Observations on Ridge and Furrow in Honeydale Field | From the Society Journal No. 7

Here is an extended piece by Jim Pearse, taken from the WLHS Journal No. 7 (1992). We republish it here as part of an occasional series celebrating the work of the Society over time. (A PDF of the article can be found here).

Honeydale Farm lies on a spur of the Cotswold limestone, looking southeast over the valley of the River Evenlode, in the parish of Ascott under Wychwood. The farm takes its namc from the seventeen-acre field known as Honeydale since the Enclosure of 1838. Prior to this, Honeydale furlong within this same area dates back to at least the fifteenth century.

The origin of the name stems from the nature of the soil which is sticky yellow clay. I ploughed, cultivated and harvested Honeydale field between 1954 and 1967, after which it was laid down to permanent grass. Although using a tractor and three-furrowed plough, I maintained the old ridge and furrow system because of its advantages. No drainage system, however modern or efficiently laid, will remove large quantities of surface water as quickly as ridge and furrow. Excess water is immediately transferred down the gradient of the ridges to the furrows which become temporary ditches carrying water downhill to the nearest watercourse. Land drains, though very effective in the long term, only work by removing water after it has soaked down through the soil. This takes time on clay, so that in a wet season with rain nearly every day, the surface of a flat field will remain wet.

See this video of what is happening at Honeydale these days

A continuing tendency for ridges to level down each time the ground is cultivated results in an infill in the furrows making it necessary to ridge up the field once in every three years.
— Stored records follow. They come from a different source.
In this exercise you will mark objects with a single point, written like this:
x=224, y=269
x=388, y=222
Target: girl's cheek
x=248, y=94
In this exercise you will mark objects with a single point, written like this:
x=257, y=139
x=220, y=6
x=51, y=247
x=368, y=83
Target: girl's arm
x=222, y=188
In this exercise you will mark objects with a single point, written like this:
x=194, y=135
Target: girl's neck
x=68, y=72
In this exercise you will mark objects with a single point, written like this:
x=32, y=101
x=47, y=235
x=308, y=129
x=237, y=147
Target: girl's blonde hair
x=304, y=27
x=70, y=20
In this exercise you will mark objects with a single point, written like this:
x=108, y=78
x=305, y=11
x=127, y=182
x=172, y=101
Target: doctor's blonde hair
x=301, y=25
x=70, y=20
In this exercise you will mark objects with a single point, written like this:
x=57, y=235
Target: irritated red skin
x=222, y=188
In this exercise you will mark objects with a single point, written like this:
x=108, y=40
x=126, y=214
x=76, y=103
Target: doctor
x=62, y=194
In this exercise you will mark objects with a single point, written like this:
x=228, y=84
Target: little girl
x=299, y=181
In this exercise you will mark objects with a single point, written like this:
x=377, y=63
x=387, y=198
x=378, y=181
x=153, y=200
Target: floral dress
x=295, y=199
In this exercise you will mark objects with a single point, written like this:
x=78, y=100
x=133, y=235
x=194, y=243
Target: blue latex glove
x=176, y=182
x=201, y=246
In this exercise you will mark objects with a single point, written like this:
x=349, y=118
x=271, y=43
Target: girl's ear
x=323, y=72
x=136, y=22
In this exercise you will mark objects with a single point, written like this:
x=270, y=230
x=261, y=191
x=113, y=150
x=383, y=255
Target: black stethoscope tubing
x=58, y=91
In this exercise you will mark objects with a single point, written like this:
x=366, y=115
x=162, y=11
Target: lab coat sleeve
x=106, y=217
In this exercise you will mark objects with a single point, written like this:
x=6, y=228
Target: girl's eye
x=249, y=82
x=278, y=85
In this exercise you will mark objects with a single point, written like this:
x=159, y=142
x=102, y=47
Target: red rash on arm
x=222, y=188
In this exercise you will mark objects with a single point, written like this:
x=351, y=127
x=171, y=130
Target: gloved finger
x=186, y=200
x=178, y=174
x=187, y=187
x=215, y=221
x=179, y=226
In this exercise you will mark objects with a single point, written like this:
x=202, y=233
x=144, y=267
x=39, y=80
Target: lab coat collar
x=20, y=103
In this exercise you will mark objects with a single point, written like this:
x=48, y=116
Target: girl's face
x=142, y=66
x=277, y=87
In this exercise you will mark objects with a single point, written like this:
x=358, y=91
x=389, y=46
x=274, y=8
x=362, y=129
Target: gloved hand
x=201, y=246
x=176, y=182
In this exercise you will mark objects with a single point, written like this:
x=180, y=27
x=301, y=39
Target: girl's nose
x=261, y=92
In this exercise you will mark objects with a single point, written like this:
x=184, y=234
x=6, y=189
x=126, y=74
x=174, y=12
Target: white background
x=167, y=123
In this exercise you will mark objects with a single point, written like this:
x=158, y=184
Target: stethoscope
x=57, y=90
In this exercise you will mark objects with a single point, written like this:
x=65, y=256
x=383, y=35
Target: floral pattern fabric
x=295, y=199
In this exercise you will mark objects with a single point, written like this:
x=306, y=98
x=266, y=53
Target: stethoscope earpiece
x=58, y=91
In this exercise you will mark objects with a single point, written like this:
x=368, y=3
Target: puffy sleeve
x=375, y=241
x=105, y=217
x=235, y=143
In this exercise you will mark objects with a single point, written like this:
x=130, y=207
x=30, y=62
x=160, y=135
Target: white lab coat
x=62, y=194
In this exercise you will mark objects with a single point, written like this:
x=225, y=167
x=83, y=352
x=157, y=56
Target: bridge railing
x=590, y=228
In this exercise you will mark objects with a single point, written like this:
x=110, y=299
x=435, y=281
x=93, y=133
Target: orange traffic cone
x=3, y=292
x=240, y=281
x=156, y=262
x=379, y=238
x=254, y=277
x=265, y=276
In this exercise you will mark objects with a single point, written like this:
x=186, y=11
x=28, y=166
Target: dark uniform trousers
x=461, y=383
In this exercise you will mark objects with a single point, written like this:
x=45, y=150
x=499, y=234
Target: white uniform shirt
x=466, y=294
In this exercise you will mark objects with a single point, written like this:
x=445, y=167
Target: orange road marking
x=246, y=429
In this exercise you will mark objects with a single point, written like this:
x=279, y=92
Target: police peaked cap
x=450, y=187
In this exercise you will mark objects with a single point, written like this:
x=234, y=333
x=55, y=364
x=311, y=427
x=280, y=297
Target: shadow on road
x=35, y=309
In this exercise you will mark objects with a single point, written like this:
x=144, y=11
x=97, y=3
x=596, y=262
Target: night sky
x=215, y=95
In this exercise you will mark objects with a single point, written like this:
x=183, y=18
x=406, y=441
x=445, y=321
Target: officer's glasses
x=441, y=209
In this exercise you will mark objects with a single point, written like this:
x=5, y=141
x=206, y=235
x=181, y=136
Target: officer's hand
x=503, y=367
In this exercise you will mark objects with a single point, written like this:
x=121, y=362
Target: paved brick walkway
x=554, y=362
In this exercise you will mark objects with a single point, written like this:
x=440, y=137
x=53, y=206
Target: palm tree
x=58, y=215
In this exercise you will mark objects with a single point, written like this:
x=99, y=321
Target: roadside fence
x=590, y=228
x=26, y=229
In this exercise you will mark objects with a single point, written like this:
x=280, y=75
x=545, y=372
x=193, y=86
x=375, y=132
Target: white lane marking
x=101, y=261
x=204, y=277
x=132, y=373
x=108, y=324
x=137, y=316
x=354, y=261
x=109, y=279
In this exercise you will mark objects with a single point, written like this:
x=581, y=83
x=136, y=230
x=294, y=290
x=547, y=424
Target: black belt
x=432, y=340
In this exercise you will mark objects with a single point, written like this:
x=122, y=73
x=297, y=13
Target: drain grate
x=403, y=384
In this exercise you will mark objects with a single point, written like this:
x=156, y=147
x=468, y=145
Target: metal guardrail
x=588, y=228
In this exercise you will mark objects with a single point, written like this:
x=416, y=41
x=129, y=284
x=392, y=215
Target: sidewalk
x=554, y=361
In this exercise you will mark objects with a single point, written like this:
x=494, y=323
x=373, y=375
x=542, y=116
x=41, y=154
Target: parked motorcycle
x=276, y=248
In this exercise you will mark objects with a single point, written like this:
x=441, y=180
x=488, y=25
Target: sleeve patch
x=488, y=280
That is done starting at the central backbone of each ridge, turning the soil upwards to form a peak and working outwards to the furrow thus leaving the furrow open. In the remaining years the field would be ploughed as normal with wider lands as on a flat field. In wet years furrows produced a poorer crop whilst ridges did well; in dry years the reverse occurred. On average only a quarter of the land, the extremes, was badly affected, three quarters producing a fair crop.

Ridge and furrow in the Evenlode valley – not Honeydak Field, but looking south from the Ascott Road near Shipton. Ridge and furrow often shows up clearly in frost or snou (as here), or in the early morning or late evening in oblique, low sunlight.

When corn was harvested in sheaves and needed to be left standing in stooks to dry, oats which had very green stems required the longest drying time and needed to stand in the fields ‘while the bells were rung on three Sundays’. In wet summers it was an advantage to stand the stooks on the ridges to catch the drying wind. Carrying the corn was also made easier when wagons could be drawn along the furrow allowing the load to be built with less effort. If sheaves were stacked too damp or green they would either go mouldy or ferment, possibly sufficiently to produce spontaneous combustion.

When the soil was loosely cultivated or freshly planted, it did tend to wash down the furrows, but the curving shape of the ridge and furrow slowed the flow of water which left some of the moving soil on the sides of the furrows instead of washing it down the field. It is frequently stated that the curving shape of the ridge and furrow arose by the manoeuvring of the ox ploughs at the ends of the fields. But I wonder if it was partly deliberate through the desire to prevent soil erosion as suggested. It would be interesting to test this theory by checking slopes for curved ridges and flat land for straight ridges. From our view of the valley, only the former are in evidence.

I am convinced that the ridge and furrow system was created deliberately and not as an accidental effect of ploughs repeatedly cultivating individual strips. If the ploughmen of the past knew how to plough, they also knew how to keep the field level if they had wanted to. This is reinforced by the fact that oxen could have pulled a plough on a flat plane across a slope much more easily compared with the effort required to plough up and down which was the normal practice.

The width of modern machinery – drills, sprayers and combines – causes difficulties on ridge and furrowed land. They hit the ridges too hard and miss the furrows. This is the main reason for the modern levelling of these fields. But flat fields displaying large pools of water in winter and early spring are quite possibly levelled ridge and furrow. Of course, nowadays modern fertilisers can normally revive crops affected by waterlogged soil.

The deeper, more fertile soil under ridge and furrow was better suited to wheat production than was the surrounding stonebrash. When wheat was making very high prices at the beginning of the nineteenth century, my guess is that most of these ridge and furrow lands were growing the crop for high profit. But ridge and furrow is still an advantage on grassland since, after prolonged heavy rain, a flat field will be waterlogged whilst furrows channel away all the excess water allowing the ridges to dry more rapidly.

There is no doubt that the ridge and furrow system as practised in the past with a large workforce and mostly manual farming methods was a practicable proposition but one which is not compatible with modern arable farming.